HeadlinesBriefing favicon HeadlinesBriefing.com

GBDTs Dominate Payment Fraud Detection Over LLMs in New Benchmark

Towards Data Science •
×

A new benchmark puts to rest a persistent question in payments engineering: can LLM agents handle real-time transaction scoring? The answer is definitively no. Sandeep Muthu built a reproducible test comparing gradient-boosted decision trees against simulated LLM inference for payment authorization, using synthetic ISO 8583-shaped data with 20 features per transaction.

The latency gap is stark. On a single CPU core, the GBDT scorer achieves p99 latency of 0.15 milliseconds, while the calibrated LLM simulator hits p99 around 1,212 milliseconds. This matters because ISO 8583 authorization budgets run roughly 100 milliseconds total, with inference being just one stage among network transit and feature lookup. The cost differential is equally dramatic: processing 50,000 transactions per second for one hour costs about $54 for GBDT versus $16,200 for GPT-4o-mini and $351,000 for frontier models.
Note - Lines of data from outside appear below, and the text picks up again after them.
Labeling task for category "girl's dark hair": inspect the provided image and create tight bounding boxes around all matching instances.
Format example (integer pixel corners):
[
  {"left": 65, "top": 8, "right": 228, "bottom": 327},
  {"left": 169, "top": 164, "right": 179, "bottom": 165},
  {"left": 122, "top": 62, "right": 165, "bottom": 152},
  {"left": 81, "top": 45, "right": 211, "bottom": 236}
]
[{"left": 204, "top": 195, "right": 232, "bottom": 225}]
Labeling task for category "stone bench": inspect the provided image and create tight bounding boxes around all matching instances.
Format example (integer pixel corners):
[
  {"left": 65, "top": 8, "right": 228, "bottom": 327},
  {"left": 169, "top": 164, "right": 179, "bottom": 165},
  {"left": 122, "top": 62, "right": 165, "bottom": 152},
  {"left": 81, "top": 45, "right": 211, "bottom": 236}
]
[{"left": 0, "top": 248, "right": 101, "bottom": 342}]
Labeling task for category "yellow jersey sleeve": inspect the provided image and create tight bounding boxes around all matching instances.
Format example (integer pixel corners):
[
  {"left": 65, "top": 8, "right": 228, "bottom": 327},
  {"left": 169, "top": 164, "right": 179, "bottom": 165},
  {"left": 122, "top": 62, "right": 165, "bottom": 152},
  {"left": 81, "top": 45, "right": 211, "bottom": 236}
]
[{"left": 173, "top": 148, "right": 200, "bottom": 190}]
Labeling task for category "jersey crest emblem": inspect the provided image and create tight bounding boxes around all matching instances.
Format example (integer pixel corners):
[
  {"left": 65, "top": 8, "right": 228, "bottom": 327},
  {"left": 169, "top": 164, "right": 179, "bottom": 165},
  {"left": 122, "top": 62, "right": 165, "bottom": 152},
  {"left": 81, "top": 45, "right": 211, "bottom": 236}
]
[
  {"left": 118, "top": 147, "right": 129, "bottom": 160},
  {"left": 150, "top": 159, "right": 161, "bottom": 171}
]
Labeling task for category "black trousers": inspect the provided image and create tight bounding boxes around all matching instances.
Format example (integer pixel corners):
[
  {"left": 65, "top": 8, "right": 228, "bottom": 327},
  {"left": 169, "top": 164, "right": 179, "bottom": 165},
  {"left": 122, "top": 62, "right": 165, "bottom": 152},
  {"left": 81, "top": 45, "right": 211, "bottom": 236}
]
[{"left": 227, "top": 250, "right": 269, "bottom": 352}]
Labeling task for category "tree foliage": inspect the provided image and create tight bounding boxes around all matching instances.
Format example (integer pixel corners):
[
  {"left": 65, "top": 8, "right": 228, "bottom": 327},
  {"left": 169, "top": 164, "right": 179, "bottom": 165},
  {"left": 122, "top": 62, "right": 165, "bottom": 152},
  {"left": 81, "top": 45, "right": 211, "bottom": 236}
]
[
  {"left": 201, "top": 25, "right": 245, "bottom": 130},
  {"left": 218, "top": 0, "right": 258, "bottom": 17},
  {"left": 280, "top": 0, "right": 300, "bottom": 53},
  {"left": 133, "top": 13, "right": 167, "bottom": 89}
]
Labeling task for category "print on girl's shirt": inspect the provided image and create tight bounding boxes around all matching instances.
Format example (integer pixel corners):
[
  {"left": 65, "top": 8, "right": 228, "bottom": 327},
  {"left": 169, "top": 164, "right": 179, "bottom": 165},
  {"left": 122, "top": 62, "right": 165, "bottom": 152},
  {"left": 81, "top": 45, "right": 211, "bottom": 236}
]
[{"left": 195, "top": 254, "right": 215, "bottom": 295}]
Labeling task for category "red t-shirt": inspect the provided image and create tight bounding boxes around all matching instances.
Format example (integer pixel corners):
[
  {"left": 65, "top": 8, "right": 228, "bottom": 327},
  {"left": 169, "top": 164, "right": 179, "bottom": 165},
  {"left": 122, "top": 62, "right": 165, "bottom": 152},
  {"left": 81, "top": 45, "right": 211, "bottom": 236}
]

Beyond raw performance, determinism proves problematic for hot-path scoring. Five hundred calls with identical inputs produced one distinct GBDT score but 498 different LLM outputs, even with temperature set to zero. Hosted inference remains non-deterministic, creating validation nightmares in regulated financial decisions. The benchmark doesn't dismiss LLMs entirely—agents excel at asynchronous cold-path tasks like SAR drafting and evidence gathering through MCP-typed tools.

Instead, it recommends a hybrid architecture: classical ML for the synchronous hot path where milliseconds matter, LLM agents for the investigative cold path where reasoning and context justify the latency and cost. This separation respects both technical constraints and regulatory requirements while leveraging each approach's strengths.